Difference-in-Differences in a Regression Framework
impact_did <- lm(health_expenditures ~ round + eligible + eligible*round, data=impact_data %>%
filter(treatment_locality == 1)) %>%
apa.reg.table()
apa(impact_did$table_body, impact_did$table_title)
Regression results using health_expenditures as the criterion | |||||
---|---|---|---|---|---|
Predictor | b | b_95%_CI | sr2 | sr2_95%_CI | Fit |
(Intercept) | 20.79** | [20.44, 21.14] | |||
round | 1.51** | [1.02, 2.00] | .00 | [.00, .00] | |
eligible | -6.30** | [-6.75, -5.85] | .05 | [.04, .06] | |
round:eligible | -8.16** | [-8.80, -7.53] | .04 | [.04, .05] | |
R2 = .344** | |||||
95% CI[.33,.36] | |||||
Interpretation
This model indicates a difference-in-differences estimate of US$8.16 lower health expenditures for those eligible to be enrolled in this program (eligible) in the follow-up period (round i.e., survey round).
Difference-in-Differences in a Multivariate Regression Framework
impact_did2 <- lm(health_expenditures ~ round*eligible + ., data =
impact_data %>%
filter(treatment_locality == 1) %>%
dplyr::select(health_expenditures, round, eligible, age_hh, age_sp, educ_hh, educ_sp, female_hh, indigenous, hhsize, dirtfloor, bathroom, land, hospital_distance)) %>%
apa.reg.table()
apa(impact_did2$table_body, impact_did2$table_title)

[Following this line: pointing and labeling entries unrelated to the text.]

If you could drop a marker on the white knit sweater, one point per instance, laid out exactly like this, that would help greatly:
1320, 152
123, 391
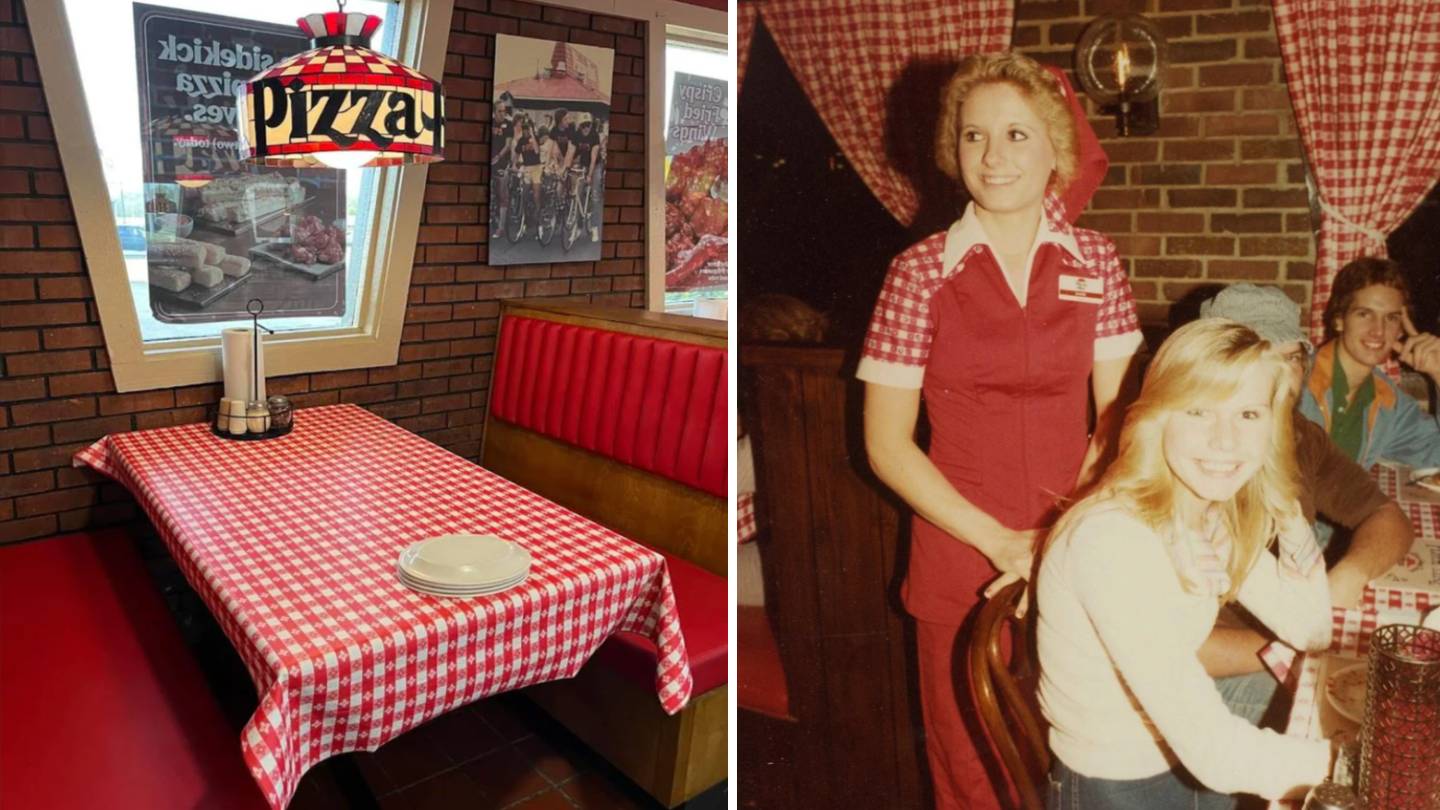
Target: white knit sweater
1121, 682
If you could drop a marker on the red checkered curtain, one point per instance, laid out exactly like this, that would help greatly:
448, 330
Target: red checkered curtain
1365, 85
745, 25
848, 54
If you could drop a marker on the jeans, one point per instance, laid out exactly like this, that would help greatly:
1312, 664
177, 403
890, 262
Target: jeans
1247, 695
1168, 790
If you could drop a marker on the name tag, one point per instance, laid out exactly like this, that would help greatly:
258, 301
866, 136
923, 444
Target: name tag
1082, 288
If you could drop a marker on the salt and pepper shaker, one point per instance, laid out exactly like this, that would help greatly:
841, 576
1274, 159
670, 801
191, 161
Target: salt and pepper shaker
257, 417
1331, 796
254, 415
281, 412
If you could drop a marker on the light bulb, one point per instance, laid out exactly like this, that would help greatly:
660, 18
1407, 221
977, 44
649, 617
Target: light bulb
347, 159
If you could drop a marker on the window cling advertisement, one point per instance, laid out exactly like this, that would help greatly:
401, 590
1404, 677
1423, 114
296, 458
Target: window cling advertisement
221, 231
696, 188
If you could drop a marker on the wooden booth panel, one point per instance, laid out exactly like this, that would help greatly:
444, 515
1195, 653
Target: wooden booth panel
834, 558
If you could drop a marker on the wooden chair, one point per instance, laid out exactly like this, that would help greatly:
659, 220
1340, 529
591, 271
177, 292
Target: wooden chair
1005, 693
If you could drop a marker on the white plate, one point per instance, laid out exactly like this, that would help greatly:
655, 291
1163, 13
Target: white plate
415, 577
437, 591
1345, 691
465, 559
1423, 473
468, 590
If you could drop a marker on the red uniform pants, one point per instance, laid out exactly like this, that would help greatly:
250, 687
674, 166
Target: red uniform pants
964, 767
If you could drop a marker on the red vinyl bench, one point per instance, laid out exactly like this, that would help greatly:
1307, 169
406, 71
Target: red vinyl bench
101, 702
622, 415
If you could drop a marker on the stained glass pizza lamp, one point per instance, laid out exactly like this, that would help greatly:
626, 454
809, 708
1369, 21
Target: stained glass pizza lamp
340, 104
1121, 62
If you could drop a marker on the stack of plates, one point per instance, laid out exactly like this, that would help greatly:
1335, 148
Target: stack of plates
462, 565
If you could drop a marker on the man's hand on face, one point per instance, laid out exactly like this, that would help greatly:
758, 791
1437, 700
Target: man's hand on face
1420, 350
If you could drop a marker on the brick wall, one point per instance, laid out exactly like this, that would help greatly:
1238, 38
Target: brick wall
1217, 195
56, 392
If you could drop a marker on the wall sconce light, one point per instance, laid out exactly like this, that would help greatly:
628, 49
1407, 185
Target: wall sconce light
1119, 61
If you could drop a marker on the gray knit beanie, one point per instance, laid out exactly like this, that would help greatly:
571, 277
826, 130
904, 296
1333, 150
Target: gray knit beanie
1263, 309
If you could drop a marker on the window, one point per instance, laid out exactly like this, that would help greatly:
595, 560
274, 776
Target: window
163, 203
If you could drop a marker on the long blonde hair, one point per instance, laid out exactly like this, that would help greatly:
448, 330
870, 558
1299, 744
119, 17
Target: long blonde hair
1203, 362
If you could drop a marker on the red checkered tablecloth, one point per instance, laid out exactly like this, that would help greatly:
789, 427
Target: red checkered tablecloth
1387, 600
293, 545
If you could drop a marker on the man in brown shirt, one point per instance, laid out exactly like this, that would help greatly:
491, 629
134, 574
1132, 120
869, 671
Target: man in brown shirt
1331, 484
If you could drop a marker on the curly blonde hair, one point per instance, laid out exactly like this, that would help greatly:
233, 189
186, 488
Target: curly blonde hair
1040, 87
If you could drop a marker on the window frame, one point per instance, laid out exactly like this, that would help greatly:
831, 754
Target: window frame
373, 340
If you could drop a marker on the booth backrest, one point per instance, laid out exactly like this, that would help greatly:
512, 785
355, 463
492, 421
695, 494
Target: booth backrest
619, 415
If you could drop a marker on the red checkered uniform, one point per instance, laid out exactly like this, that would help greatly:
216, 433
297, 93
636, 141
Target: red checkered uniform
1005, 381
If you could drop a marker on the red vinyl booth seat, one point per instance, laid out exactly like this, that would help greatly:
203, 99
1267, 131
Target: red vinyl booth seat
101, 704
697, 595
654, 404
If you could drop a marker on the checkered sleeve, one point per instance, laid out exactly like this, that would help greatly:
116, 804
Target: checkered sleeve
1116, 325
897, 345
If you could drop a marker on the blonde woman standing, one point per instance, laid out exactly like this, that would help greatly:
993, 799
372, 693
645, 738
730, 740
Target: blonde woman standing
1135, 574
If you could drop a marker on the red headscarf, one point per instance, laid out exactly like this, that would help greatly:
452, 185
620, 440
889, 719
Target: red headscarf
1092, 163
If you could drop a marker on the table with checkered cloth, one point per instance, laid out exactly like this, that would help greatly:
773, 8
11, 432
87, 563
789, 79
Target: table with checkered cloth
1352, 627
293, 544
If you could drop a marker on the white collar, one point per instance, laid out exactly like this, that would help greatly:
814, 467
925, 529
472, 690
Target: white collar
968, 231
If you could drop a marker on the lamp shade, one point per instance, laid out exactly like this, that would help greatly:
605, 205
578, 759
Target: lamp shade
342, 104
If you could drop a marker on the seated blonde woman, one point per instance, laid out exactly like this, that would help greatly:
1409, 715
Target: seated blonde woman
1136, 571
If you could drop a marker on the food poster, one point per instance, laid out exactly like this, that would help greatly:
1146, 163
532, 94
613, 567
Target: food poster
547, 147
221, 231
696, 189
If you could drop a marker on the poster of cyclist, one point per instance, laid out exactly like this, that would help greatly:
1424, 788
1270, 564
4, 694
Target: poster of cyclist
549, 127
696, 195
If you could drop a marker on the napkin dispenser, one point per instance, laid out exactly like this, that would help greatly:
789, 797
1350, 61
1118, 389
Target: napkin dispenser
244, 411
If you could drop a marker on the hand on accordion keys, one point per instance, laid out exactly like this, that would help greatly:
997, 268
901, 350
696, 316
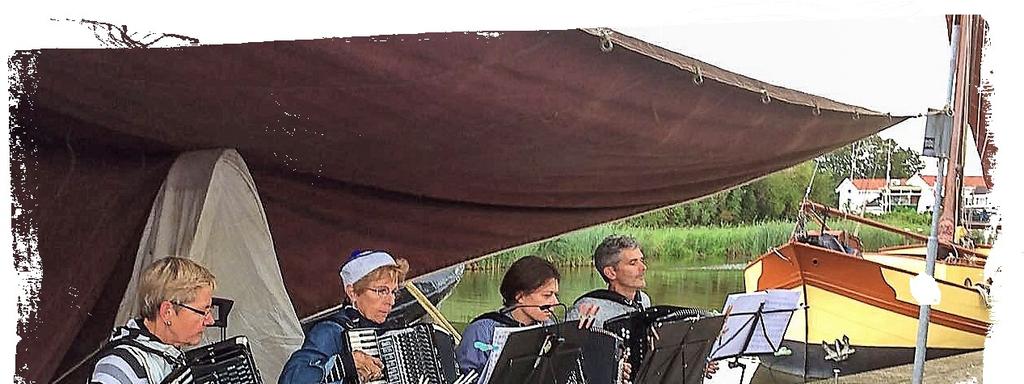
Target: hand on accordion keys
180, 375
588, 313
367, 367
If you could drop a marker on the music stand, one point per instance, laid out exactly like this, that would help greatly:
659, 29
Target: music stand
679, 351
555, 354
220, 307
755, 323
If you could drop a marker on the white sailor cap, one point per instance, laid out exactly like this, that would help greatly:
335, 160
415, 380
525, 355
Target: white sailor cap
361, 263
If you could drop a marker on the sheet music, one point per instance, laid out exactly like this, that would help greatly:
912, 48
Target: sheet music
741, 323
500, 337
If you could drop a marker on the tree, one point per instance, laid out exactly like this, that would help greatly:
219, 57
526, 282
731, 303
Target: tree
871, 157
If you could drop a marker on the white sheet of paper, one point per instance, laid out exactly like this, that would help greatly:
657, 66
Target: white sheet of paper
733, 340
498, 341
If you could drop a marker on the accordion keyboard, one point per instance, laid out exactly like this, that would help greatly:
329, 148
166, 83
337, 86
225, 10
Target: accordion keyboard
410, 354
229, 361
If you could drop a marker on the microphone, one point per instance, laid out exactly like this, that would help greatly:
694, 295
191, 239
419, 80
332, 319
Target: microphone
545, 307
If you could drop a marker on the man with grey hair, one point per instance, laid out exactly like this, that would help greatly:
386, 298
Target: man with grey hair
620, 261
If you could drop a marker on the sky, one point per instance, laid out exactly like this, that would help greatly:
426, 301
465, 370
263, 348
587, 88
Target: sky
888, 55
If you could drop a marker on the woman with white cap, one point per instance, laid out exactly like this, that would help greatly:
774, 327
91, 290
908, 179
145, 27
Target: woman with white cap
370, 280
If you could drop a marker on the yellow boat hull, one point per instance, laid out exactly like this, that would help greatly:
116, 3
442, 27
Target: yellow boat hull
867, 304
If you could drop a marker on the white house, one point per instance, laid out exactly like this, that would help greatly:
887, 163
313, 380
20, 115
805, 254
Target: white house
875, 196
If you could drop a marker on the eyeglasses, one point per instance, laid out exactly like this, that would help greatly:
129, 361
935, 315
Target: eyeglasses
204, 313
383, 291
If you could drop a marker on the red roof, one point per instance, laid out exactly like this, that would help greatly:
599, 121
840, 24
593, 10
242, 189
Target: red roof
975, 181
872, 183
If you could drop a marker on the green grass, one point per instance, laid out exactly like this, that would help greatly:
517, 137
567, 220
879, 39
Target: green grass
695, 246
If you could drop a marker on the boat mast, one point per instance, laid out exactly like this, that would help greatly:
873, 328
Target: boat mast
952, 185
942, 223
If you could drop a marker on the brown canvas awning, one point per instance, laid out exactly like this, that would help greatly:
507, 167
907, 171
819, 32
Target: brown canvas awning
978, 105
440, 147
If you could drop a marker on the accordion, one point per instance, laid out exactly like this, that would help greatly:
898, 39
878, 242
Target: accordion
421, 353
228, 361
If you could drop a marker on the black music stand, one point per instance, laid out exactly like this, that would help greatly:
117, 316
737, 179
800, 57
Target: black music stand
680, 351
556, 354
755, 324
220, 307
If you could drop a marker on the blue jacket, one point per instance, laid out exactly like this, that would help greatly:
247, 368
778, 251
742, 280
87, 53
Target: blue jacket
326, 349
474, 349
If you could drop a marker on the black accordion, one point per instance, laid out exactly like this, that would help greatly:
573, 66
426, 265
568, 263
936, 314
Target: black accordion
228, 361
421, 353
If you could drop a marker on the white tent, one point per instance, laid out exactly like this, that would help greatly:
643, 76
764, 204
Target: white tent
208, 210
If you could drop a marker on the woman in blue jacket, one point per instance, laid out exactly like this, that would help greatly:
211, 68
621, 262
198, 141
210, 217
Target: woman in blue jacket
371, 279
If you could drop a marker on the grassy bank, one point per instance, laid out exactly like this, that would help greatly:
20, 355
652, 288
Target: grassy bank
697, 246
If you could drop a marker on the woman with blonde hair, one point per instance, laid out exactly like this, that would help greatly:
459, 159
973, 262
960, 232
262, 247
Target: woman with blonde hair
175, 299
370, 280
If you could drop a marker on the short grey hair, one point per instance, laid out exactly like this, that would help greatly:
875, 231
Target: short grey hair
171, 279
610, 251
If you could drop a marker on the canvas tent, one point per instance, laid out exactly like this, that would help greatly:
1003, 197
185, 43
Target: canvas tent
208, 210
440, 147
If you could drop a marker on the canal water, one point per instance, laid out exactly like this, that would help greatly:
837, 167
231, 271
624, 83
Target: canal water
669, 284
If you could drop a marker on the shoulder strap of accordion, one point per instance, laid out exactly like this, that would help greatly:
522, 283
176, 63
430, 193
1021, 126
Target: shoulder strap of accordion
499, 317
608, 295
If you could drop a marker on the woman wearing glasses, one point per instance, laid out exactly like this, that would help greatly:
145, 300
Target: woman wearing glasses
175, 298
370, 280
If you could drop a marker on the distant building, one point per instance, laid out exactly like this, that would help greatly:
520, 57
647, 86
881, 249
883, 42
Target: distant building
918, 192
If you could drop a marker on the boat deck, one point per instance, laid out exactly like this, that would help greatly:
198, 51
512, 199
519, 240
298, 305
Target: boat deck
965, 368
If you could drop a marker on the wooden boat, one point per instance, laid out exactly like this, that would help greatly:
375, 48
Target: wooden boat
954, 263
858, 313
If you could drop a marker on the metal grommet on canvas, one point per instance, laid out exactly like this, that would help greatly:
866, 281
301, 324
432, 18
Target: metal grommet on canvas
606, 44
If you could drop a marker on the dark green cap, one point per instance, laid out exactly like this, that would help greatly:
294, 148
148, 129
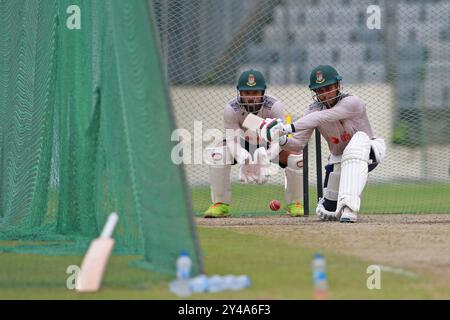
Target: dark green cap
251, 80
322, 76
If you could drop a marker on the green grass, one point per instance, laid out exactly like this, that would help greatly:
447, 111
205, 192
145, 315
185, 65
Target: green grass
376, 198
277, 270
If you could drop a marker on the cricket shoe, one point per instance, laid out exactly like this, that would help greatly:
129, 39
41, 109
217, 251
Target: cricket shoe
348, 216
295, 209
218, 210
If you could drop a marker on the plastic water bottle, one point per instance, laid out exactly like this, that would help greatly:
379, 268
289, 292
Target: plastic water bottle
319, 277
184, 265
181, 286
199, 284
216, 283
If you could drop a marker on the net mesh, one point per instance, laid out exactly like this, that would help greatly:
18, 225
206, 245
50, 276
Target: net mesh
78, 111
400, 68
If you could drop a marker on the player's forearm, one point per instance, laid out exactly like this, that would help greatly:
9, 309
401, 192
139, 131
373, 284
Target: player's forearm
318, 118
297, 142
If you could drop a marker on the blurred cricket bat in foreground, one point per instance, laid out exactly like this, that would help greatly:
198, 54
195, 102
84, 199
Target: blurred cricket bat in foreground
94, 262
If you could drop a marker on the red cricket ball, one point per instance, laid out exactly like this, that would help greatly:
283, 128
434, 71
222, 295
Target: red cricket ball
275, 205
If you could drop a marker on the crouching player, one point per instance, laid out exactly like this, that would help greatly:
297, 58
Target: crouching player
343, 122
251, 98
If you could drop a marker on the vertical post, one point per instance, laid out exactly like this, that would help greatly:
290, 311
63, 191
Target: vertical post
319, 165
305, 181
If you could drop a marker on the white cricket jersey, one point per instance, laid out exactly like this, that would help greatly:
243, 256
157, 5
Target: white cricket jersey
337, 124
234, 116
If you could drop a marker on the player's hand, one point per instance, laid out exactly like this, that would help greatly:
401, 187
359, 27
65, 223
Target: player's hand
271, 129
282, 140
243, 156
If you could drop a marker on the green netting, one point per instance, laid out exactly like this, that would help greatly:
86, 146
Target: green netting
85, 130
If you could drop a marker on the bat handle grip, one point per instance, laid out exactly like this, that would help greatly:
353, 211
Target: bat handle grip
110, 225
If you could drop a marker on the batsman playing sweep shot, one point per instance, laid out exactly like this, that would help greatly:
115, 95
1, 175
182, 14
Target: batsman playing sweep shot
251, 99
342, 120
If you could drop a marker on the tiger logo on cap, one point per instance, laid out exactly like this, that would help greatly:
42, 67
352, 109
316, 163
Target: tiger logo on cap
319, 77
251, 82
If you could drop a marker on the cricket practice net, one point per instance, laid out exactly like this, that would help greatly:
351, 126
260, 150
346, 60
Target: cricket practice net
392, 54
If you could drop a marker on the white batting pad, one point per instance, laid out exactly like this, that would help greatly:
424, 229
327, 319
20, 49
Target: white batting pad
354, 171
331, 192
293, 188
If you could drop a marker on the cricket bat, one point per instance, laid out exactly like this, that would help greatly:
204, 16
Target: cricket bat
94, 263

Regression results using health_expenditures as the criterion | |||||
---|---|---|---|---|---|
Predictor | b | b_95%_CI | sr2 | sr2_95%_CI | Fit |
(Intercept) | 27.39** | [26.49, 28.30] | |||
round | 1.45** | [1.04, 1.86] | .00 | [.00, .00] | |
eligible | -1.51** | [-1.92, -1.10] | .00 | [.00, .00] | |
age_hh | 0.08** | [0.06, 0.10] | .00 | [.00, .01] | |
age_sp | -0.02* | [-0.04, -0.00] | .00 | [-.00, .00] | |
educ_hh | 0.06* | [0.00, 0.12] | .00 | [-.00, .00] | |
educ_sp | -0.08* | [-0.14, -0.01] | .00 | [-.00, .00] | |
female_hh | 1.10** | [0.63, 1.58] | .00 | [.00, .00] | |
indigenous | -2.31** | [-2.60, -2.02] | .01 | [.01, .01] | |
hhsize | -1.99** | [-2.06, -1.93] | .17 | [.15, .18] | |
dirtfloor | -2.30** | [-2.58, -2.01] | .01 | [.01, .01] | |
bathroom | 0.50** | [0.23, 0.77] | .00 | [-.00, .00] | |
land | 0.09** | [0.05, 0.13] | .00 | [.00, .00] | |
hospital_distance | -0.00 | [-0.01, 0.00] | .00 | [-.00, .00] | |
round:eligible | -8.16** | [-8.69, -7.64] | .04 | [.04, .05] | |
R2 = .552** | |||||
95% CI[.54,.56] | |||||
Interpretation
This model has the same interpretation as above, only it includes many more statistical controls. Note that the DD estimate is actually slightly lower past the second decimal place. Note also the higher \(R^2\).
Related Journal Articles
Cornwell, C., & Mustard, D. B. (2006). Merit aid and sorting: The effects of HOPE-style scholarships on college ability stratification. IZA Discussion Paper No. 1956.
Furquim, F., Corral, D., & Hillman, N. (2020). A Primer for Interpreting and Designing Difference-in-Differences Studies in Higher Education Research. Higher Education: Handbook of Theory and Research: Volume 35, 667-723.
References
Gertler, P. J., Martinez, S., Premand, P., Rawlings, L. B., & Vermeersch, C. M. (2016). Impact evaluation in practice. The World Bank.
Murnane, R. J., & Willett, J. B. (2010). Methods matter: Improving causal inference in educational and social science research. Oxford University Press.